Quand il passe aux sports, il s’amuse avec les journalistes sportifs et cherche à les faire trébucher. Gamin, il était excessivement drôle, et il a gardé un sens de la blague et de la connivence. Son regard pétille à la moindre occasion.
A propos d’yeux qui pétillent, en cherchant une photo de lui sur le ouèbe, j’ai remarqué qu’il était devenu une icône chez les homosexuels de Tétu, qui le classent parmi les plus beaux gosses du PAF. Que la femme de Thomas ne se rassure pas, il est l’idole des filles aussi, au premier rang desquelles ma tante Colette, qui m’a dit être très fan de la matinale.
Quand je dors chez lui, dans une petite rue bobo du sud de Paris, je regarde la télévision et le vois en direct pendant que j’émerge. C’est une expérience étrange. Je le verrai plus tard dans la journée, il sera habillé en jeune homme sans prétention, des baskets violettes aux pieds. Il jouera avec son fils qu’il sera allé chercher à la sortie de l’école. Et malgré la fatigue d’un rythme de travail inconcevable, il ne se sera jamais départi de cette humeur sympathique, cette aura de bonheur qui flotte autour de lui.
« Nous sommes tous à égalité devant l’événement retransmis, à égalité devant le présentateur », dit Régis Debray.
La circonférence est partout, et le centre du monde l’écran où je te vois.

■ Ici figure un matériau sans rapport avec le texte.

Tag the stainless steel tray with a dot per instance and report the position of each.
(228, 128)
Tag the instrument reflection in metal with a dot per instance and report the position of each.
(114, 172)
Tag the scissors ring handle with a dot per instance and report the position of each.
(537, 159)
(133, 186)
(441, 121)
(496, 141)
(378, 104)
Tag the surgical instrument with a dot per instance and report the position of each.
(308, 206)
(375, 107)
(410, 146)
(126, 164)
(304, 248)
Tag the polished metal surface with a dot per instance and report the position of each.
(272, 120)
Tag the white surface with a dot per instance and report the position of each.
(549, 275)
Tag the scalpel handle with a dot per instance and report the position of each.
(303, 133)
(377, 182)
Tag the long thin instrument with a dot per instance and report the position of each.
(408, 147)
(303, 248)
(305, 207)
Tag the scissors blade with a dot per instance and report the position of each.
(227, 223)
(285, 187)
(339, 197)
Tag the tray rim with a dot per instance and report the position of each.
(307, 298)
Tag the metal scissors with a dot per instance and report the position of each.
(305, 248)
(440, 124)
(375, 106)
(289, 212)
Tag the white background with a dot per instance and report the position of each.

Dans la salle de bains, il étalait le mastique sur le mur, pour faire tenir les carreaux. Je le regardais tracer les lignes grises avec sa spatule édentée, c’était beau comme une peinture contemporaine. J’avais envie de le filmer pour vous montrer, mais vous aussi vous avez une salle de bains, des carreaux, et vous aussi vous avez des carreleurs qui viennent faire de l’art dans votre maison.
Lee est un homme de Belfast qui travaille au noir pour les petits propriétaires. Il parle football avec moi mais n’ose pas aborder la question des Bleus. En général, ici, les gens ne parlent pas de l’équipe de France en présence des Français, par égard, par un réflexe de politesse : ils pensent que c’est inapproprié d’évoquer un tel désastre. Ils se lâchent sur Facebook, en revanche. Lee aime bien l’équipe d’Espagne et l’équipe du Brésil.
Il dit qu’en Espagne, les gens sont très abrupts. Pas rude, si vous voulez, mais abrupts. Il y est allé pour des vacances. Où ? Il ne s’en souvient pas, quelque part sur la côte. Honnêtement, il a trouvé les gens abrupts. Pas méchants, pas mauvais dans le fond, mais enfin, il s’adressent la parole sans ménagement. « Nous, ici, on est beaucoup plus timides. Les gens pensent ‘Belfast /bombe /explosion /attentat’ mais pas du tout, on n’est pas comme ça. Qu’est-ce que vous pensez des gens d’ici ?’
Je dis que j’aime les gens d’ici. Il me rétorque que je peux dire ce que pense. Je dis que je le pense.
Lee est allé en vacances dans de nombreux endroits d’Europe : Espagne, Grèce (Crète), Chypre. Jamais la France. Tiens, c’est la première fois, après un quart d’heure de conversation, qu’il évoque mon pays. La destination qu’il a préférée ? « Ah Chypre ». Oui, beau soleil, il faisait très chaud et la mer était fantastique. Chypre, il y retournerait bien. Le temps y est meilleur qu’à Belfast, oui.